The Light Cannot Be Stopped In The Middle East

Pinpoints of hope are popping up everywhere—God is doing amazing work in the Middle East and Open Doors is blessed to be His hands and feet.

In a hidden location in the Middle East, a group of female house church leaders has gathered in secret to grow and learn together. Lively conversation and warm smiles fill the room.

Outside this room, in a culture dominated by men, these women are forced to blend into the anonymous mass of covered heads. They must hide their faith and risk their lives. But the light of Christ can’t be stopped, and in the safety of this women’s conference hosted by Open Doors, these daring leaders can finally be themselves.

Tala,* a warm, young woman with big, bright eyes, is part of the group. She was the first to come to faith in her Muslim family and has led more family members to Christ, including two of her older sisters. The sisters’ decisions to live for Christ come at a high price.

“We started reading the Bible together,” Tala shares. “But when my father found out we had become Christians, he was so angry and did all kinds of things to try to make us lose our faith. For instance, he locked us up and forbade us from eating at the same table with the family.”

He even made the sisters go to a mullah, a leader specifically trained to persuade new Christians to convert back to Islam. It didn’t work.

“After we left, the mullah told our father that our faith was impossible to shake, that we had even shared the gospel with him!” Tala remembers.

When nothing changed the daughters’ conviction, Tala’s father took an even more drastic approach and forced Tala’s sister to marry a strict Muslim man.

“He controls [my sister’s] every movement,” Tala says. “She can’t attend the house church anymore; in fact, she is barely allowed to have contact with her brothers and sisters in faith.”

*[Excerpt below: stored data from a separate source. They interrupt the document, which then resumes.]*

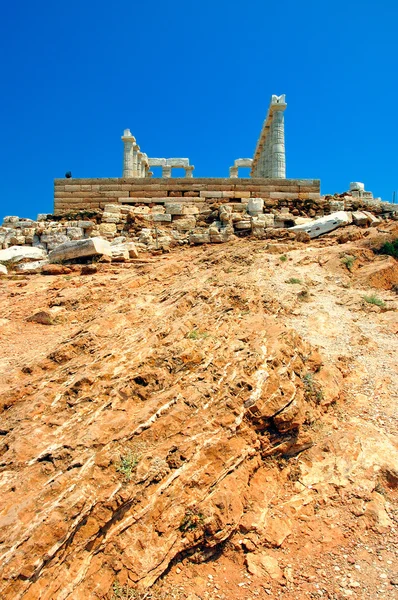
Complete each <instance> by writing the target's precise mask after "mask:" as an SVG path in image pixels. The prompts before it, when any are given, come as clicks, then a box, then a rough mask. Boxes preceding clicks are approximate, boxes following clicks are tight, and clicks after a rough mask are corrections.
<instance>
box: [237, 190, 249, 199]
mask: <svg viewBox="0 0 398 600" xmlns="http://www.w3.org/2000/svg"><path fill="white" fill-rule="evenodd" d="M234 198H250V191H249V190H241V191H240V192H237V191H236V190H235V191H234Z"/></svg>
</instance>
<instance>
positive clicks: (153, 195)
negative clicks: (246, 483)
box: [129, 189, 164, 198]
mask: <svg viewBox="0 0 398 600" xmlns="http://www.w3.org/2000/svg"><path fill="white" fill-rule="evenodd" d="M129 196H130V198H162V197H163V196H164V190H152V189H150V190H138V191H130V193H129Z"/></svg>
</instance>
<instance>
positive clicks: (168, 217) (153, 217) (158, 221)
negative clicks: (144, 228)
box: [152, 213, 172, 223]
mask: <svg viewBox="0 0 398 600" xmlns="http://www.w3.org/2000/svg"><path fill="white" fill-rule="evenodd" d="M152 219H153V222H154V223H157V222H159V223H171V219H172V217H171V215H170V214H161V213H155V214H152Z"/></svg>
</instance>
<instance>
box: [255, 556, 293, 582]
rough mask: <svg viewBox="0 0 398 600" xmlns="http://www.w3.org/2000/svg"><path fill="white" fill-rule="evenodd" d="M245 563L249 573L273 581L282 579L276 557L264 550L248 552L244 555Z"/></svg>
mask: <svg viewBox="0 0 398 600" xmlns="http://www.w3.org/2000/svg"><path fill="white" fill-rule="evenodd" d="M246 565H247V570H248V571H249V573H251V574H252V575H255V576H256V577H259V578H262V579H264V578H265V579H266V580H267V579H269V578H271V579H273V580H275V581H282V580H283V578H284V577H283V571H282V569H281V568H280V567H279V564H278V561H277V560H276V558H274V557H273V556H270V555H268V554H267V553H266V552H249V553H248V554H247V555H246Z"/></svg>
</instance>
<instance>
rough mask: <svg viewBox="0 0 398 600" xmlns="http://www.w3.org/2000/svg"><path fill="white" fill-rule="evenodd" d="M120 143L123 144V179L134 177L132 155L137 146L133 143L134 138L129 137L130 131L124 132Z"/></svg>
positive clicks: (130, 132) (130, 136)
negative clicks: (122, 143) (122, 142)
mask: <svg viewBox="0 0 398 600" xmlns="http://www.w3.org/2000/svg"><path fill="white" fill-rule="evenodd" d="M122 141H123V144H124V153H123V177H135V171H134V154H135V148H136V146H137V144H136V143H135V137H134V136H133V135H131V131H130V129H125V130H124V134H123V136H122Z"/></svg>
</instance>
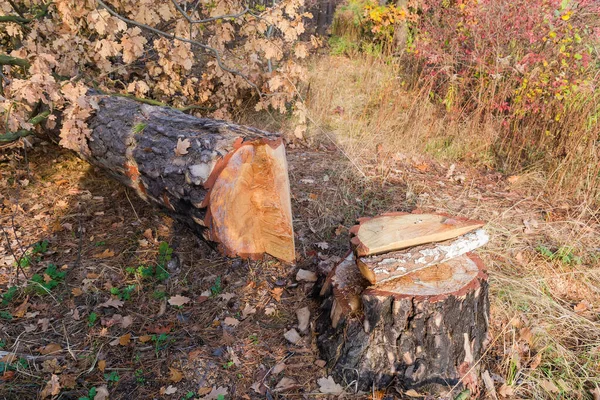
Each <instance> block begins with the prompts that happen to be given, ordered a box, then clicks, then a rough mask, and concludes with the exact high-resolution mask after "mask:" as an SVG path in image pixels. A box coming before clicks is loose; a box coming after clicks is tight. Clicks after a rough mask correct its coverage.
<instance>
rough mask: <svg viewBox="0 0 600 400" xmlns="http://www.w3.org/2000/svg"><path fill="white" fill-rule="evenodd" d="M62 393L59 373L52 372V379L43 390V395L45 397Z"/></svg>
mask: <svg viewBox="0 0 600 400" xmlns="http://www.w3.org/2000/svg"><path fill="white" fill-rule="evenodd" d="M59 393H60V381H59V380H58V375H55V374H52V376H51V377H50V380H49V381H48V382H47V383H46V387H45V388H44V390H42V393H41V397H42V398H43V399H45V398H47V397H51V396H56V395H57V394H59Z"/></svg>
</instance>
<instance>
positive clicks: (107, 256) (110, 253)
mask: <svg viewBox="0 0 600 400" xmlns="http://www.w3.org/2000/svg"><path fill="white" fill-rule="evenodd" d="M114 256H115V252H114V251H112V250H110V249H106V250H104V251H103V252H102V253H98V254H94V258H97V259H100V260H102V259H105V258H110V257H114Z"/></svg>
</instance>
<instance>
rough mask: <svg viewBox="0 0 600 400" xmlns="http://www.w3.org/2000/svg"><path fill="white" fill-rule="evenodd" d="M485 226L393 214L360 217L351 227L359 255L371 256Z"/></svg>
mask: <svg viewBox="0 0 600 400" xmlns="http://www.w3.org/2000/svg"><path fill="white" fill-rule="evenodd" d="M483 225H484V223H483V222H481V221H473V220H469V219H466V218H460V217H450V216H448V215H442V214H408V213H390V214H382V215H380V216H377V217H374V218H361V219H360V220H359V225H356V226H354V227H352V229H351V230H350V232H351V233H352V234H353V235H354V237H353V238H352V244H353V245H354V247H355V249H356V254H357V255H358V256H359V257H360V256H368V255H373V254H381V253H385V252H390V251H395V250H401V249H405V248H407V247H412V246H418V245H421V244H426V243H432V242H441V241H444V240H448V239H452V238H455V237H457V236H460V235H464V234H465V233H468V232H471V231H473V230H475V229H478V228H481V227H482V226H483Z"/></svg>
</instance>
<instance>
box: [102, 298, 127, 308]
mask: <svg viewBox="0 0 600 400" xmlns="http://www.w3.org/2000/svg"><path fill="white" fill-rule="evenodd" d="M123 304H125V303H124V302H123V301H122V300H119V299H109V300H107V301H105V302H104V303H102V304H98V307H106V308H108V307H114V308H117V309H118V308H121V307H122V306H123Z"/></svg>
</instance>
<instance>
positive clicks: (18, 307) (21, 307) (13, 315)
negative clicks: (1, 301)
mask: <svg viewBox="0 0 600 400" xmlns="http://www.w3.org/2000/svg"><path fill="white" fill-rule="evenodd" d="M28 300H29V296H27V297H26V298H25V300H24V301H23V302H22V303H21V304H19V306H18V307H17V308H16V309H15V311H14V312H13V316H14V317H17V318H23V316H24V315H25V314H26V313H27V309H28V308H29V305H30V304H29V303H28Z"/></svg>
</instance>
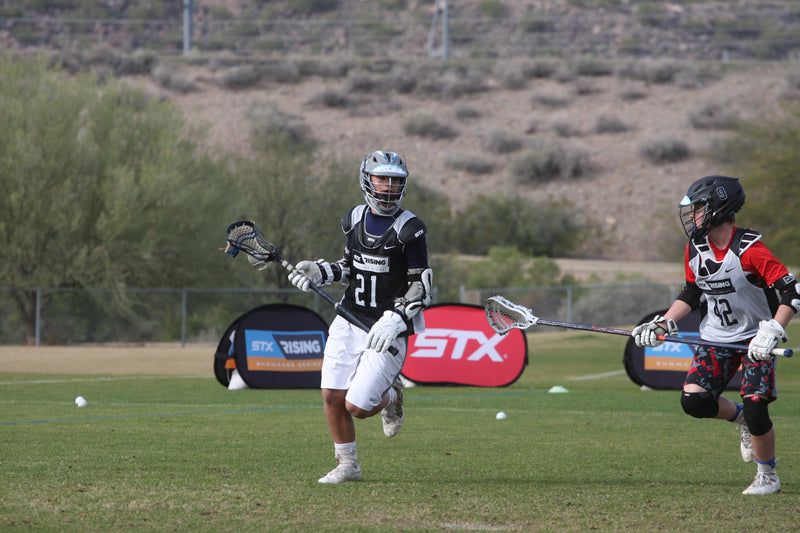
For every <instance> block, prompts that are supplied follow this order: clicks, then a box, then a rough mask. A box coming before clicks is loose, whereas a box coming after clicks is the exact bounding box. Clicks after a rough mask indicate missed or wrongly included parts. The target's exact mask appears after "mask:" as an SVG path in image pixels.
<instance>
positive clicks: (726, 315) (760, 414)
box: [632, 176, 800, 494]
mask: <svg viewBox="0 0 800 533" xmlns="http://www.w3.org/2000/svg"><path fill="white" fill-rule="evenodd" d="M744 198H745V196H744V189H743V188H742V186H741V184H740V183H739V180H738V179H736V178H731V177H728V176H707V177H705V178H701V179H699V180H697V181H695V182H694V183H693V184H692V185H691V186H690V187H689V190H688V192H687V193H686V196H685V197H684V198H683V200H682V201H681V202H680V219H681V222H682V224H683V227H684V230H685V232H686V235H687V236H688V237H689V244H688V245H687V247H686V255H685V270H686V286H685V288H684V290H683V291H682V292H681V293H680V294H679V295H678V297H677V298H676V300H675V301H674V302H673V304H672V305H671V306H670V308H669V309H668V310H667V311H666V312H665V313H664V316H656V317H655V318H654V319H653V320H652V321H651V322H648V323H646V324H642V325H640V326H637V327H636V328H635V329H634V330H633V332H632V333H633V336H634V339H635V341H636V344H637V345H639V346H658V345H660V344H661V343H662V342H663V341H659V340H658V338H657V337H658V336H659V335H673V334H675V333H676V332H677V327H676V322H677V321H678V320H680V319H681V318H683V317H684V316H686V315H687V314H688V313H689V312H690V311H691V310H692V309H694V308H697V307H699V306H701V305H702V306H703V311H704V316H703V319H702V321H701V323H700V337H701V338H702V339H704V340H708V341H718V342H729V343H748V342H749V349H748V350H747V352H745V351H742V350H729V349H723V348H710V347H707V346H700V347H699V348H698V349H697V352H696V353H695V356H694V360H693V362H692V367H691V369H690V370H689V372H688V374H687V376H686V380H685V382H684V385H683V392H682V394H681V406H682V407H683V410H684V411H685V412H686V413H687V414H688V415H691V416H693V417H695V418H717V419H722V420H727V421H729V422H734V423H738V424H739V426H740V429H741V439H740V451H741V454H742V459H743V460H744V461H745V462H752V461H753V460H755V461H756V463H757V472H756V476H755V479H754V480H753V483H752V484H751V485H750V486H749V487H747V488H746V489H745V490H744V492H743V494H771V493H774V492H778V491H779V490H780V488H781V483H780V480H779V479H778V474H777V473H776V471H775V428H774V427H773V425H772V420H771V419H770V416H769V408H768V406H769V404H770V403H771V402H772V401H774V400H776V399H777V389H776V386H775V356H773V355H771V353H770V352H771V350H772V349H773V348H775V347H776V346H777V345H778V343H780V342H786V340H787V338H786V331H785V329H784V328H785V327H786V325H787V324H788V323H789V320H791V318H792V316H793V315H794V314H795V313H796V312H797V311H798V310H800V294H798V285H797V282H796V279H795V277H794V275H792V274H790V273H789V272H788V270H787V269H786V267H785V266H784V265H783V264H782V263H781V262H780V261H778V259H776V258H775V256H774V255H773V254H772V252H770V250H769V249H768V248H767V247H766V246H765V245H764V243H763V242H762V241H761V235H760V234H759V233H757V232H755V231H753V230H750V229H744V228H738V227H736V226H735V213H736V212H737V211H739V209H741V207H742V206H743V205H744ZM740 364H741V366H742V384H741V391H740V394H741V397H742V403H738V402H733V401H731V400H729V399H727V398H724V397H722V396H721V394H722V392H723V391H724V390H725V388H726V387H727V385H728V382H729V381H730V380H731V378H733V376H734V374H735V373H736V372H737V370H738V368H739V366H740Z"/></svg>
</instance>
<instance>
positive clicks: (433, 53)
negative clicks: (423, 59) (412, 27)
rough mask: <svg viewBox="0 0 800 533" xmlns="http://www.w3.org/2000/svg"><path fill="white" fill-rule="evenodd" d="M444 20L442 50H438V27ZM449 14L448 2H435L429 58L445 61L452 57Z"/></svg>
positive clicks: (433, 13) (432, 20)
mask: <svg viewBox="0 0 800 533" xmlns="http://www.w3.org/2000/svg"><path fill="white" fill-rule="evenodd" d="M439 18H441V19H442V38H441V45H442V48H441V50H436V49H435V45H436V26H437V23H438V21H439ZM449 26H450V24H449V13H448V9H447V0H434V3H433V20H431V29H430V31H429V32H428V57H437V56H438V57H441V58H442V59H444V60H447V58H448V57H449V56H450V35H449Z"/></svg>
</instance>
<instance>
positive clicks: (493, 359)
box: [408, 328, 503, 363]
mask: <svg viewBox="0 0 800 533" xmlns="http://www.w3.org/2000/svg"><path fill="white" fill-rule="evenodd" d="M502 340H503V337H502V336H500V334H498V333H495V334H494V335H492V337H491V338H487V337H486V334H485V333H484V332H482V331H472V330H458V329H444V328H427V329H426V330H425V332H424V333H420V334H418V335H417V336H416V339H415V341H414V348H415V350H414V351H413V352H411V353H409V354H408V356H409V357H419V358H430V359H441V358H443V357H444V356H445V354H446V353H447V348H448V345H449V344H451V343H452V349H451V350H450V354H451V355H450V359H453V360H460V359H464V360H465V361H480V360H481V359H483V358H484V357H488V358H489V360H491V361H492V362H495V363H502V362H503V356H502V355H501V354H500V353H499V352H498V351H497V348H496V346H497V344H498V343H499V342H500V341H502Z"/></svg>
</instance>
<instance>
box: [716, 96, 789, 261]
mask: <svg viewBox="0 0 800 533" xmlns="http://www.w3.org/2000/svg"><path fill="white" fill-rule="evenodd" d="M735 133H736V135H735V136H734V137H733V138H732V139H730V140H729V141H727V142H726V143H724V144H723V145H722V147H721V149H718V150H717V152H716V154H715V155H716V157H717V158H718V159H719V160H721V161H723V162H724V163H725V165H726V166H727V167H729V168H730V175H731V176H736V177H739V178H740V179H741V181H742V185H743V186H744V190H745V194H746V201H745V206H744V208H743V209H742V211H741V214H740V215H738V216H737V222H738V223H740V224H743V225H746V226H749V227H750V226H751V227H753V228H756V229H757V230H758V231H760V232H762V233H763V234H764V235H765V242H766V243H767V245H768V246H769V247H770V249H771V250H772V251H773V253H775V255H776V256H777V257H778V258H780V259H781V260H782V261H784V262H785V263H788V264H790V265H795V266H800V241H798V239H797V228H798V227H800V180H798V179H797V176H798V174H800V105H798V104H793V105H788V106H785V107H784V108H783V114H782V115H781V116H778V117H772V118H768V117H767V118H765V117H761V118H760V119H759V120H758V121H755V122H749V123H742V124H740V126H739V127H738V129H737V130H736V132H735Z"/></svg>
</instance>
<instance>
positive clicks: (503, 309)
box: [484, 296, 793, 357]
mask: <svg viewBox="0 0 800 533" xmlns="http://www.w3.org/2000/svg"><path fill="white" fill-rule="evenodd" d="M484 310H485V311H486V320H488V321H489V325H490V326H492V329H493V330H495V331H496V332H498V333H500V334H503V333H506V332H508V331H509V330H511V329H514V328H518V329H528V328H529V327H530V326H535V325H540V326H554V327H557V328H568V329H581V330H585V331H596V332H598V333H610V334H612V335H624V336H626V337H630V336H631V332H630V331H628V330H626V329H616V328H606V327H602V326H590V325H587V324H574V323H572V322H561V321H558V320H547V319H546V318H539V317H538V316H535V315H534V314H533V309H528V308H527V307H523V306H521V305H518V304H515V303H514V302H511V301H509V300H507V299H505V298H503V297H502V296H490V297H489V298H488V299H487V300H486V305H485V306H484ZM658 340H660V341H665V342H678V343H681V344H694V345H696V346H710V347H713V348H727V349H731V350H742V351H745V352H746V351H747V346H746V345H744V344H730V343H726V342H713V341H704V340H700V339H692V338H688V337H676V336H673V335H659V336H658ZM772 355H780V356H783V357H791V356H792V355H793V351H792V350H791V349H785V350H784V349H782V348H775V349H774V350H772Z"/></svg>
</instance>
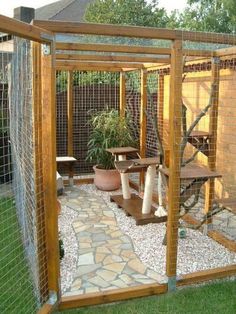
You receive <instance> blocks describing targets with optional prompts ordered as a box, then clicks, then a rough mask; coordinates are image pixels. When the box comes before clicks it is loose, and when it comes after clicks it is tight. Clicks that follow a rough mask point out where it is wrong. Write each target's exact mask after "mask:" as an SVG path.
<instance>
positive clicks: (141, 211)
mask: <svg viewBox="0 0 236 314" xmlns="http://www.w3.org/2000/svg"><path fill="white" fill-rule="evenodd" d="M110 201H111V202H115V203H116V204H117V205H118V206H119V207H120V208H123V209H124V211H125V212H126V214H127V215H128V216H132V217H134V219H135V221H136V225H146V224H149V223H160V222H165V221H167V216H165V217H156V216H155V215H154V212H155V210H156V208H155V207H153V206H152V210H151V213H150V214H142V204H143V200H142V198H141V197H139V196H138V195H136V194H131V198H130V199H128V200H124V199H123V196H122V195H112V196H111V197H110Z"/></svg>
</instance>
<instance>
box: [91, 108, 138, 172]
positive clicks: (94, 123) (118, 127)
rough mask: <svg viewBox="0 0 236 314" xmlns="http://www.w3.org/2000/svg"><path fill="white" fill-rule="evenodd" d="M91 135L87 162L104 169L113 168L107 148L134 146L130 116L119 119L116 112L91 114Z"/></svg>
mask: <svg viewBox="0 0 236 314" xmlns="http://www.w3.org/2000/svg"><path fill="white" fill-rule="evenodd" d="M89 122H90V125H91V128H92V130H91V133H90V138H89V142H88V153H87V158H86V159H87V160H89V161H92V162H95V163H96V164H98V165H100V166H102V167H103V168H104V169H113V168H114V157H113V156H112V155H111V154H110V153H108V152H106V149H107V148H111V147H122V146H131V145H135V141H134V138H133V130H132V127H131V125H132V123H131V119H130V116H129V115H128V114H126V117H121V116H120V115H119V112H118V110H115V109H112V110H110V111H107V110H104V111H101V112H99V113H96V114H92V116H91V119H90V121H89Z"/></svg>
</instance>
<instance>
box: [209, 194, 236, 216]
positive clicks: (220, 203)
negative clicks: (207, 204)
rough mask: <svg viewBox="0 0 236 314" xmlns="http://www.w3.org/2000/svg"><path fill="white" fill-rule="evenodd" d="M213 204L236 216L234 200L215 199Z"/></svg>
mask: <svg viewBox="0 0 236 314" xmlns="http://www.w3.org/2000/svg"><path fill="white" fill-rule="evenodd" d="M214 203H215V204H217V205H218V206H219V207H222V209H226V210H228V211H230V212H232V213H234V214H235V215H236V198H221V199H215V200H214Z"/></svg>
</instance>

However, this pressure hasn’t stopped Tala and her other sister from leading house churches. Tala is one of few leaders in the country who work with children, which can be very hard she says. The conference gives her the opportunity to meet privately with a trauma counselor and share and process some of her painful experiences.

In other sessions, a Bible teacher shares about the high value Jesus placed on women in the Bible—the opposite of what their Islam lessons taught them and what they heard from their fathers. Tala soaks up the words like a dry sponge. Reinvigorated, she returns to her ministry.

Recently, she has glimpsed some hopeful new gifts from the Lord.

“My father has become softer in his approach to me,” she shares. “He sees how my sister and I keep treating him with love, even though he persecutes us. I pray that this will be the start for him to get to know Jesus.”